Il conservatore Daily Mail arriva a scrivere che la causa dell'annullamento degli incontri «è dovuta ad un mal di gola del regista», anche se dà nota del fatto che «gli Stati Uniti erano fortemente seccati per gli onori ufficiali che si volevano tributare all'attore». A ciò si aggiunge il grottesco episodio del rettore dell'Università di Roma, che rifiuta di accordargli una prevista Laurea honoris causa. Il suo film, dopo anni di persecuzioni da parte della censura, viene interdetto dai cinema della California, e in tutti gli Stati Uniti si scatena una campagna di odio nei confronti del comunista Chaplin.
«Il comitato esecutivo nazionale della Legione americana - scrive il Los Angeles Herald Express nell'ottobre del 1952 - ha fatto richiesta a tutti i distributori cinematografici di rifiutare il film di Chaplin, fino a quando il Ministero della Giustizia non decida se concedere a Chaplin il permesso di fare ritorno dall'Inghilterra».
Non sappiamo se Chaplin fosse effettivamente comunista o no. Il regista è dichiaratamente pacifista e ateo (Geraldine Chaplin ha rivelato che né lei né i suoi fratelli siano stati battezzati: suo padre, Charlie, era così profondamente ateo da non aver loro trasmesso neppure la “nozione” di Dio), oltre che ferocemente critico contro il sistema capitalistico. Il suo “errore” è stato quello di criticare dall'interno un sistema, quello americano, che vede nella patria, in Dio e nella famiglia i cardini del “nuovo sogno” economico e politico. Il Comitato inquisitore rintraccia in Chaplin gli elementi di fede comunista cercati con ossessione, grazie al fatto che in alcuni film e discorsi pubblici il regista avesse affermato di credere nella pace, e che questa si sarebbe dovuta ricercare insieme all'URSS, l'alleata nella sconfitta del nazismo. Chaplin, che degli Usa si definisce «un ospite pagante», si è inoltre schierato senza esitazioni in favore del ricorso avanzato da due sceneggiatori di Hollywood, processati perchè «comunisti», Howard Lawson e Dalton Trumbo, e partecipa ad una manifestazione per la pace insieme all'attrice Katherine Hepburn. Ce n'è abbastanza, per i torquemada statunitensi, per identificare Charlie Chaplin nel ruolo del “rosso” da combattere. La reazione di Chaplin si concretizza con la commedia satirica A King In New York (1957), apologo sull'ipocrisia dell'“american way of life” e presa in giro del maccartismo. Nel film un re detronizzato fa la conoscenza di New York tramite un'intraprendente pubblicitaria: viene ripreso a sorpresa dalla televisione e prova anche un carosello pubblicitario; la giovane lo convince a cambiare faccia, ma il re non è contento della sua nuova faccia, che lo rende più giovane ma gli impedisce di sorridere. Un giorno commette l'errore di ospitare un bambino prodigio figlio di due sospetti comunisti; il re viene chiamato a comparire di fronte alla famigerata commissione per le attività anti-americane, e ne esce dopo aver innaffiato i membri con un idrante; ma il bambino, per salvare i genitori, è costretto a denunciarli. Il re torna in Europa disgustato.

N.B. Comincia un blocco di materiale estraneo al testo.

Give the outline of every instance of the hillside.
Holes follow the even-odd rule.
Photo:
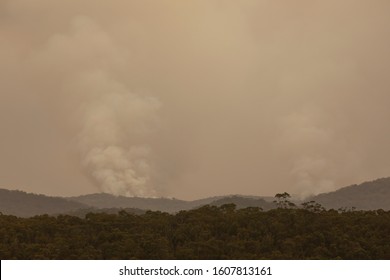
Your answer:
[[[177,213],[207,204],[221,206],[230,203],[234,203],[238,209],[260,207],[266,211],[275,208],[272,200],[270,197],[233,195],[185,201],[171,198],[124,197],[105,193],[62,198],[0,189],[0,212],[20,217],[41,214],[70,214],[83,217],[87,212],[118,213],[123,209],[137,214],[147,210]],[[314,200],[328,209],[390,210],[390,178],[348,186],[307,200]],[[299,205],[300,202],[296,201],[296,204]]]
[[[61,197],[0,189],[0,212],[7,215],[31,217],[69,212],[82,208],[88,208],[88,206]]]
[[[89,194],[68,198],[94,208],[137,208],[143,210],[162,211],[175,213],[182,210],[195,209],[207,204],[220,206],[223,204],[234,203],[237,208],[261,207],[264,210],[274,208],[271,202],[265,201],[260,197],[245,196],[218,196],[193,201],[185,201],[169,198],[142,198],[114,196],[111,194]]]
[[[95,208],[138,208],[152,211],[177,212],[193,208],[194,203],[169,198],[143,198],[114,196],[107,193],[97,193],[68,198]],[[205,203],[206,204],[206,203]]]
[[[352,208],[357,210],[390,210],[390,178],[352,185],[337,191],[311,197],[325,208]]]
[[[63,198],[0,189],[0,212],[19,217],[42,214],[68,214],[83,217],[88,212],[118,213],[121,210],[135,214],[142,214],[147,210],[176,213],[207,204],[220,206],[227,203],[234,203],[237,208],[261,207],[264,210],[272,208],[272,203],[258,197],[220,196],[185,201],[169,198],[124,197],[99,193]]]

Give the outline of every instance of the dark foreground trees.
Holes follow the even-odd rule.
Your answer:
[[[390,259],[390,212],[205,206],[175,215],[0,215],[1,259]]]

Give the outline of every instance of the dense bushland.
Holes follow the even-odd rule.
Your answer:
[[[177,214],[0,215],[1,259],[390,259],[390,212],[204,206]]]

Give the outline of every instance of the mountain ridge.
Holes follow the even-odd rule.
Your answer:
[[[225,195],[186,201],[175,198],[124,197],[107,193],[52,197],[0,189],[0,212],[20,217],[42,214],[80,216],[88,211],[115,213],[121,210],[138,214],[148,210],[175,213],[204,205],[221,206],[229,203],[236,204],[237,208],[260,207],[266,211],[276,207],[272,200],[271,197],[262,196]],[[299,206],[301,202],[310,200],[316,201],[326,209],[390,210],[390,177],[350,185],[334,192],[322,193],[294,202]]]
[[[325,208],[357,210],[390,210],[390,177],[353,184],[329,193],[312,196]]]
[[[7,215],[30,217],[57,214],[88,208],[87,205],[63,197],[0,189],[0,212]]]

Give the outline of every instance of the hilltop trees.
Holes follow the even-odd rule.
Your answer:
[[[294,208],[296,207],[295,203],[291,202],[289,199],[291,198],[291,195],[289,193],[277,193],[275,195],[276,200],[274,200],[274,203],[278,206],[278,208]]]

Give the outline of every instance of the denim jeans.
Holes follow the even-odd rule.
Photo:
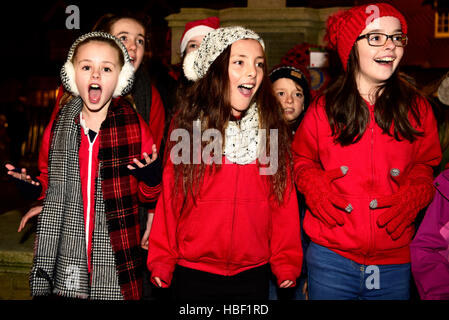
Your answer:
[[[307,250],[310,300],[408,300],[410,263],[362,265],[311,242]]]

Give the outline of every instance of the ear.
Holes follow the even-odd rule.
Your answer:
[[[182,69],[184,70],[184,75],[187,79],[196,81],[198,80],[198,75],[195,72],[194,63],[198,58],[198,50],[189,52],[184,58],[184,63],[182,64]]]
[[[74,96],[79,96],[79,91],[75,82],[75,68],[71,61],[67,61],[61,69],[61,80],[64,88]]]
[[[131,62],[125,62],[118,76],[117,86],[115,87],[113,98],[127,94],[134,83],[134,66]]]

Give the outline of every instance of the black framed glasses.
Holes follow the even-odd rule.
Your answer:
[[[383,47],[387,43],[388,39],[393,41],[396,47],[405,47],[408,42],[408,37],[405,33],[385,34],[385,33],[367,33],[357,38],[357,41],[361,39],[368,40],[368,44],[372,47]]]

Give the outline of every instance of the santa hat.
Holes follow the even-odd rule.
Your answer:
[[[67,55],[67,61],[61,69],[62,84],[64,88],[74,96],[79,95],[79,91],[75,83],[75,68],[73,66],[73,55],[75,53],[75,50],[80,44],[84,43],[88,39],[98,39],[101,41],[102,38],[113,40],[117,44],[117,47],[120,48],[120,51],[123,54],[123,61],[125,61],[120,71],[117,86],[114,90],[114,93],[112,94],[112,97],[116,98],[118,96],[125,95],[131,90],[133,86],[134,66],[123,43],[113,35],[106,32],[89,32],[75,40]]]
[[[327,19],[325,40],[329,48],[336,50],[346,71],[349,53],[361,32],[373,21],[382,17],[395,17],[401,23],[402,32],[407,34],[404,16],[387,3],[365,4],[346,11],[339,11]]]
[[[204,37],[198,50],[186,55],[183,63],[184,75],[192,81],[204,77],[215,59],[227,47],[242,39],[257,40],[265,50],[262,38],[252,30],[240,26],[216,29]]]
[[[180,52],[184,55],[187,43],[194,37],[205,36],[210,31],[220,28],[220,19],[209,17],[203,20],[195,20],[186,23],[184,33],[181,36]]]

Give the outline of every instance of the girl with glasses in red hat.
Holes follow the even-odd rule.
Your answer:
[[[385,3],[328,19],[343,73],[309,107],[293,142],[308,206],[310,299],[408,299],[416,215],[441,160],[429,103],[398,71],[404,16]]]

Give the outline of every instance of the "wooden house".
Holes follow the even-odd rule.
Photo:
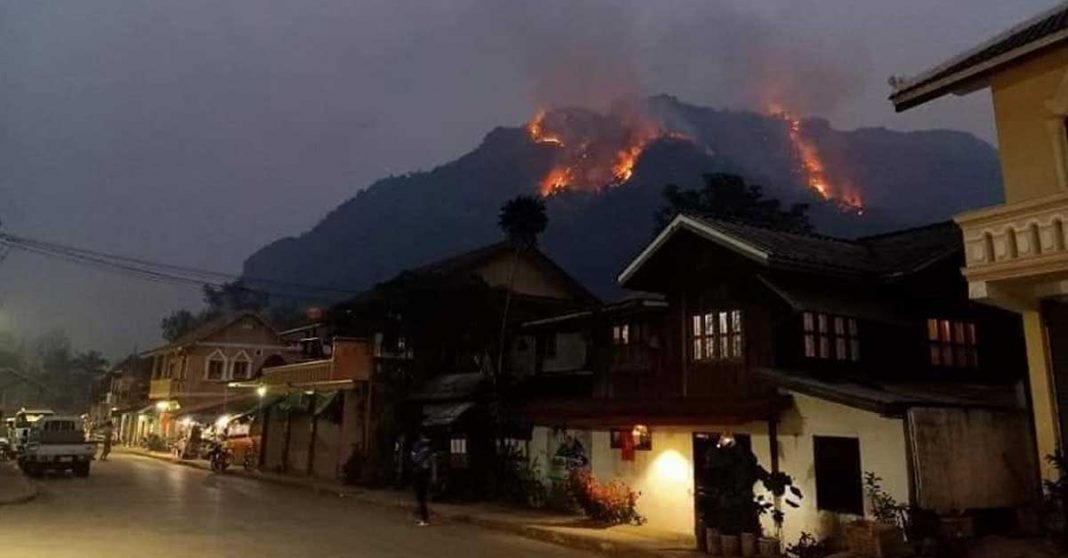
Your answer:
[[[1027,503],[1020,322],[969,301],[962,258],[952,223],[843,240],[680,215],[619,276],[658,297],[528,324],[583,332],[595,378],[526,402],[531,458],[550,477],[588,462],[625,480],[651,525],[680,533],[724,443],[803,491],[786,541],[863,516],[865,472],[942,513]]]

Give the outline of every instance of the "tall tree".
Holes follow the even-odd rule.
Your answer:
[[[267,293],[246,286],[242,281],[224,283],[218,287],[204,285],[206,308],[198,313],[186,309],[175,310],[160,320],[160,334],[174,341],[201,324],[232,312],[262,312],[269,302]]]
[[[545,200],[538,196],[516,196],[501,206],[497,225],[505,237],[512,243],[512,266],[508,271],[508,291],[504,295],[504,311],[501,312],[501,334],[497,346],[497,369],[501,373],[504,366],[505,335],[508,328],[508,314],[512,307],[512,288],[515,284],[515,272],[519,266],[519,256],[538,244],[538,235],[549,225],[549,216],[545,213]]]
[[[71,369],[82,374],[99,376],[105,372],[108,360],[100,351],[89,350],[78,353],[70,362]]]
[[[794,232],[812,230],[808,204],[795,203],[783,209],[779,200],[764,197],[763,188],[736,174],[706,174],[704,185],[696,190],[668,185],[664,188],[664,201],[656,215],[658,229],[679,213],[697,213]]]

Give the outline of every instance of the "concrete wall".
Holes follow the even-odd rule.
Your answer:
[[[1055,194],[1065,152],[1064,114],[1051,110],[1068,71],[1068,47],[1055,48],[994,76],[991,93],[1005,200],[1015,203]]]
[[[1039,491],[1025,414],[913,408],[908,416],[919,505],[951,513],[1034,503]]]

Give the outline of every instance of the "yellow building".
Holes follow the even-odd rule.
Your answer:
[[[1005,202],[957,216],[964,275],[971,298],[1023,317],[1037,451],[1049,455],[1068,435],[1068,4],[894,85],[898,111],[991,92]]]

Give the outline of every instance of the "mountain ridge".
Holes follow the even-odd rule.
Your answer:
[[[684,139],[650,140],[621,184],[597,191],[564,189],[546,198],[550,219],[543,247],[602,296],[618,293],[616,273],[653,234],[664,186],[696,187],[708,172],[741,174],[763,185],[768,197],[810,203],[817,231],[836,236],[945,220],[1000,201],[996,151],[965,132],[842,131],[826,120],[799,121],[826,164],[828,180],[857,188],[864,200],[858,215],[824,201],[806,185],[790,124],[782,118],[699,107],[667,96],[644,99],[640,108],[663,130]],[[616,117],[611,110],[604,116]],[[501,204],[537,193],[560,164],[560,147],[532,141],[529,132],[499,126],[453,161],[376,180],[312,229],[250,255],[244,274],[361,289],[403,269],[496,241]]]

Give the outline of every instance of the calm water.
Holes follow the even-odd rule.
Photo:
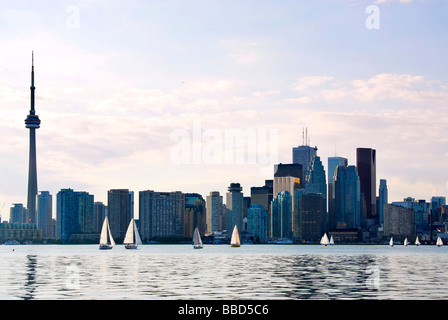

Chaplin muore la notte di Natale del 1977. La notizia, diffusa immediatamente dalle televisioni di tutto il mondo, ha grande risonanza e suscita enorme emozione. Chaplin è il primo artista occidentale commemorato dalla Cina comunista e a ricevere eguali testimonianze di stima dai due blocchi europei. Chaplin è uno dei più grandi geni artistici del XX secolo e, come quasi tutti loro, un vero compagno che è riuscito a lottare per la libertà riuscendo a far cambiare le idee della gente in meglio con la forza di un sorriso.44
43. Citato in Wikiquote, Charlie Chaplin.
44. Fonti usate: Redazione Contropiano, Charlie Chaplin perseguitato ingiustamente dal Fbi, Contropiano, 17 febbraio 2012,; P. Scaruffi, Charlie Chaplin, Scaruffi.com, 2016; D. Grella, E venne un omino chiamato Charlot, Storia in network-Cronologia.leonardo.it; G. Faggionato, Chaplin il comunista, Lettera43.it, 17 febbraio 2012; Wikipedia, Charlie Chaplin; inoltre si è consultato un articolo dell'Unità, sito oggi inattivo dopo la chiusura del giornale.